In questo caso tutti gli scimpanzé a prescindere dall'età hanno scelto di ritardare la gratificazione, mentre in questa situazione gli adolescenti umani tendono ad essere più impulsivi e violenti, non essendo capaci di attendere l'ottenimento del premio.

«Ricerche precedenti indicano che gli scimpanzé sono piuttosto pazienti rispetto ad altri animali, e il nostro studio mostra che la loro capacità di ritardare la gratificazione è già matura in età abbastanza giovane, a differenza degli umani», ha commentato Alexandra Rosati.

I comportamenti considerati a rischio sarebbero così radicati sia negli adolescenti umani che negli scimpanzé, ma a differenza degli umani le scimmie sono meno soggetto al comportamento impulsivo.

La cosa importante che però si può segnalare è che tutti i primati sembrano essere sensibili alle ingiustizie. Qualora infatti in un gioco uno dei partecipanti dovesse essere preferito, ottenendo maggiori ricompense, la rabbia e la frustrazione risalterebbero via via che il gioco continui. In questo caso, anche i giovani scimpanzé e in linea generale molti primati accuserebbero peggio lo stress rispetto agli adulti, che sono però capaci di risposte più aggressive – ed espresse nel lungo tempo – rispetto ai giovani.

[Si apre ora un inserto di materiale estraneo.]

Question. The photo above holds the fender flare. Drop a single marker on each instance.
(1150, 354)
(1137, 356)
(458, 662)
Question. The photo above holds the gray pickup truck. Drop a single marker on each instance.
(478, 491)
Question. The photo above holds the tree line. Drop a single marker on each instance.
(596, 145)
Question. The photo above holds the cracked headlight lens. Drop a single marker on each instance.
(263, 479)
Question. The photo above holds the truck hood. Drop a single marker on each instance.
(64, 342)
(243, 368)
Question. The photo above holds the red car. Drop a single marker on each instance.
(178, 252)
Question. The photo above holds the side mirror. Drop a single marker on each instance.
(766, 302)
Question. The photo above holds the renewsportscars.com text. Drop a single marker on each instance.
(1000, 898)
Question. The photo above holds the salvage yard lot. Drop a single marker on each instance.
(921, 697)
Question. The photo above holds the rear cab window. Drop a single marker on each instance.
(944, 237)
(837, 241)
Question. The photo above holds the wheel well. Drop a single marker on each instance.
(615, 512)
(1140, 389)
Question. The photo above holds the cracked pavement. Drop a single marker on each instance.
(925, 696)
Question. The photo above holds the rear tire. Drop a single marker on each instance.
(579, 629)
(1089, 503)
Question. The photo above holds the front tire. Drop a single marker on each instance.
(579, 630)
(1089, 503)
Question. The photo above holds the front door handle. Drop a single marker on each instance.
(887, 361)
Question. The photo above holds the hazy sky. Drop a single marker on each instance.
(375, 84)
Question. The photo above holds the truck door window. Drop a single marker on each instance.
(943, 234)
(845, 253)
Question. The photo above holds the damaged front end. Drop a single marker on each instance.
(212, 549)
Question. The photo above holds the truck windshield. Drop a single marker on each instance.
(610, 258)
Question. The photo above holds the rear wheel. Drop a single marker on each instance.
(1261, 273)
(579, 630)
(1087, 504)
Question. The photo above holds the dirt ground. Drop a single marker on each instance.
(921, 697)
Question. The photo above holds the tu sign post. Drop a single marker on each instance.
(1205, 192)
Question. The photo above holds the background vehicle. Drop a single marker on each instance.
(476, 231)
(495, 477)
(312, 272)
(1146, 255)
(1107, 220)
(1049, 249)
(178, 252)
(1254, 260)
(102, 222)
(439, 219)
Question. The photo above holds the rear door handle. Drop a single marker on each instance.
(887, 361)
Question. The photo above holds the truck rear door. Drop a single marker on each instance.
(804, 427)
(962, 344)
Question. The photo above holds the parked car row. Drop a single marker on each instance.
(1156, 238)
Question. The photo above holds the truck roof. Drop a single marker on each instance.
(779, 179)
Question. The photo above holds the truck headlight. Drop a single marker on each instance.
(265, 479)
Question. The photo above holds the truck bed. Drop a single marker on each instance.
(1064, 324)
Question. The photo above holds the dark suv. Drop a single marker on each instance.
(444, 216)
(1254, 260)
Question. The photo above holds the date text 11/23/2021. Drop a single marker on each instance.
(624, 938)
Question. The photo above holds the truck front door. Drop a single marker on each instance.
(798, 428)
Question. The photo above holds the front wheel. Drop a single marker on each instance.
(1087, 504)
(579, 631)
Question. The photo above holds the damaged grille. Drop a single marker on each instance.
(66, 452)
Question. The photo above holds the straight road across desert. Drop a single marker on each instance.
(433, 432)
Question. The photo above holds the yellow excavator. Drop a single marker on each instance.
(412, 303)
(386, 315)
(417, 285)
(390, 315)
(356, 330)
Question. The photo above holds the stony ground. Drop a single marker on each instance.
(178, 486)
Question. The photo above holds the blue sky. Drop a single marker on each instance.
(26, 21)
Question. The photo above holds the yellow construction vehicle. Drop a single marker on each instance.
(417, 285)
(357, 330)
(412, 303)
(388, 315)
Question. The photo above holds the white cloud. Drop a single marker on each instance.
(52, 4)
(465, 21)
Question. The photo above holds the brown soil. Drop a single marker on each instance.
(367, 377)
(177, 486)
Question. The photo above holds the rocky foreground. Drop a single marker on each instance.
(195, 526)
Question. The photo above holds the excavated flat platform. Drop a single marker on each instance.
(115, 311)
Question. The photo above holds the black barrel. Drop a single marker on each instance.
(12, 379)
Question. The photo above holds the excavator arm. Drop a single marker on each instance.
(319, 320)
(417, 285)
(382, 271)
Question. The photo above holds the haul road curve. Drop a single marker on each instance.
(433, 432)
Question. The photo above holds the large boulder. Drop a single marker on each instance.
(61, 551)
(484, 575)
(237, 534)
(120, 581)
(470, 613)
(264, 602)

Tra l'altro è da qualche anno che gli scienziati sono consapevoli – la notizia è stata pubblicata su Science nel 2020– che una regione del nostro cervello nota come corteccia prefrontale ventromediale (vmPFC) risulta non completamente sviluppata rispetto alle altre specie di primati. Tale regione è importante per lo sviluppo dell'auto controllo e un suo lento sviluppo porta come conseguenza all'aumento delle probabilità che i giovani si impegnino in comportamenti rischiosi.  Tra questi abbiamo una curiosità innata che spinge i ragazzi ad esplorare e a volersi distaccare dal gruppo familiare, ma anche comportamenti come la guida spericolata, l'abuso di sostanze e comportamenti sessuali altamente rischiosi e sfrenati.